Introducing MPL: Matrix Processing Language

I know. The name is pretty lame, because we had to come up with a name before we start the project and even learn anything about compilers and programming language design. In retrospect, I would have called it something like “Moore” or “Cell” (okay, probably not good names either :disappointed:).

MPL is a programming language that I, along with 3 other fellow classmates, designed and implemented for COMS 4115 - Programming languages and Translator. It is a Domain Specific Language (DSL), meaning it does not work for everything. Instead, MPL deals with matrices and images. We wanted it to be concise, cool, and reasonable to implement because this is a ~2-month course project.

We designed the language to be light-weight. Something like a scripting language using which we can quickly load images and run image processing operations on them. A simple example is blurring:

int blur() {
    int sum;
    sum = #NW + 2*#N + #NE + 2*#W + 2*#E + #SW + 2*#S + #SE;
    sum = #C * 4 + sum;
    return sum / 16;

int main() {
    Mat img;
    int i = 0;
    pgmread("lena.pgm", img);
    while(i < 20) {
        blur @ img;
        i = i + 1;
    pgmwrite("lena-out.pgm", img);

The program converts the image to the left to the one to the right, as shown here:

The one line that does the trick is

blur @ img;

We call @ the apply operator, read as “apply to”. This line “applies” the blur function on a matrix, which represents an image. The blur function is not a normal function you see in C and Java. Instead, like all other MPL functions, blur is an entry function, which can only be “applied” to a matrix.

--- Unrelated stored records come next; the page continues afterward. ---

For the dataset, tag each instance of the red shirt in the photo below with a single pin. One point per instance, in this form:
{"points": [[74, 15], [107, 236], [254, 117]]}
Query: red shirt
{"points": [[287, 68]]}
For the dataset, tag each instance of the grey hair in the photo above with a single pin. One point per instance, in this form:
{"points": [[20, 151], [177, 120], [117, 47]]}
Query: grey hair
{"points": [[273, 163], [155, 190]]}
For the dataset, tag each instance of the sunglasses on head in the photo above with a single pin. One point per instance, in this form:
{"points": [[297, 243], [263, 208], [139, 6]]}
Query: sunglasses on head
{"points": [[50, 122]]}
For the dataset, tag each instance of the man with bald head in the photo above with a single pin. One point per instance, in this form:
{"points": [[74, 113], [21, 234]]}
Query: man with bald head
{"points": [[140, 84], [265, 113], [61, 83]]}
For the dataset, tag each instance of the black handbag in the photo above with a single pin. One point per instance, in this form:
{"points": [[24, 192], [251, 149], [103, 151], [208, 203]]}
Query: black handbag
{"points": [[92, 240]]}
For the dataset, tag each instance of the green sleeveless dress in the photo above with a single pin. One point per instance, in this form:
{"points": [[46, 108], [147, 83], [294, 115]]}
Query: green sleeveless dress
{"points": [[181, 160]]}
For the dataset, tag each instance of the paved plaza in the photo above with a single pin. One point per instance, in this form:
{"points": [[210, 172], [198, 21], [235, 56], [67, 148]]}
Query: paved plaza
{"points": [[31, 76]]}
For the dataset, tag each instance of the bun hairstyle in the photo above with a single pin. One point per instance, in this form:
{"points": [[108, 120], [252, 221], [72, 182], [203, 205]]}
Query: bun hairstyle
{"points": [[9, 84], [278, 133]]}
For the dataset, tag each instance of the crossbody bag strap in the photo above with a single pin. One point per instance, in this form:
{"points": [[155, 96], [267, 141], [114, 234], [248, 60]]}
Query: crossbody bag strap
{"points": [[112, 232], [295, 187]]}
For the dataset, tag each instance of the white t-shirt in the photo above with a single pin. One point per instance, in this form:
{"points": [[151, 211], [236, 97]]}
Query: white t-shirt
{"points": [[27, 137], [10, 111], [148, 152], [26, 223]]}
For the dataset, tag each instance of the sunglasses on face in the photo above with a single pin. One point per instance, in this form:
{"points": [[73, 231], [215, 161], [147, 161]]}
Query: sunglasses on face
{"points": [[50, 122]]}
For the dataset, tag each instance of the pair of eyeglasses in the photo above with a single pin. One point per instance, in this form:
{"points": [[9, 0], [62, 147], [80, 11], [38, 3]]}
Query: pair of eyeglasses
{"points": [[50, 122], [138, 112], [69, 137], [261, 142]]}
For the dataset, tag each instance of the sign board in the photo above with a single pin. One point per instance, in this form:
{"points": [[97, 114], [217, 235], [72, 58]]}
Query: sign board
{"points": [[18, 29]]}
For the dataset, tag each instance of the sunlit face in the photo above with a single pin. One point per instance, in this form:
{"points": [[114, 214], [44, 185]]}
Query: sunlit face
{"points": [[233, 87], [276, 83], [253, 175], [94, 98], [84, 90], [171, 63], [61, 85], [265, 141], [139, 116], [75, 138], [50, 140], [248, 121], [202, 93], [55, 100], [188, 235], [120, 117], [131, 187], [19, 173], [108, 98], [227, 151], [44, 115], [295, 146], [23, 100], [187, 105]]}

It turns out that mathematically, the blurring procedure can be modeled as a “convolution” between a kernel and matrix. Inside of blur is essentially a kernel. See here for an excellent visual explanation.

In MPL, each entry function has access to its immediate neighbors. This might sound insufficient, but it turns out that local operations on small neighborhood can achieve a great deal! In MPL, we are using 8-neighborhood, also called Moore Neighborhood (hence the alternative name).

Of course, people have thought about this idea in PLT a long time ago and came up with syntax for convolution. In MPL, we generalized this idea to support conditionals, which is more than convolution (technically, not linear shift invariant).

One day a teammate showed me this epic video of Conway’s game of life. I was amazed by the complexity of the scenes and also the simplicity of the game itself.

This turned out to be the final demo. We did a glider gun, which regularly shoots out “gliders”. We resolved edges by wrap-around. That’s why you see the gliders come back to destroy the gun.

Here is a spaceship that we simulated (this thing is quite huge, the console can’t keep up with the refresh rate all the time :grin:):

The language is far from complete due to the time limit and the fact that I was taking OS at the same time (maybe I’ll talk about the pain and gain in that class later). I still like it a lot because we built a complete compiler from scratch, which turned out to be an extremely fun process, and we got some visually pleasing results at the end.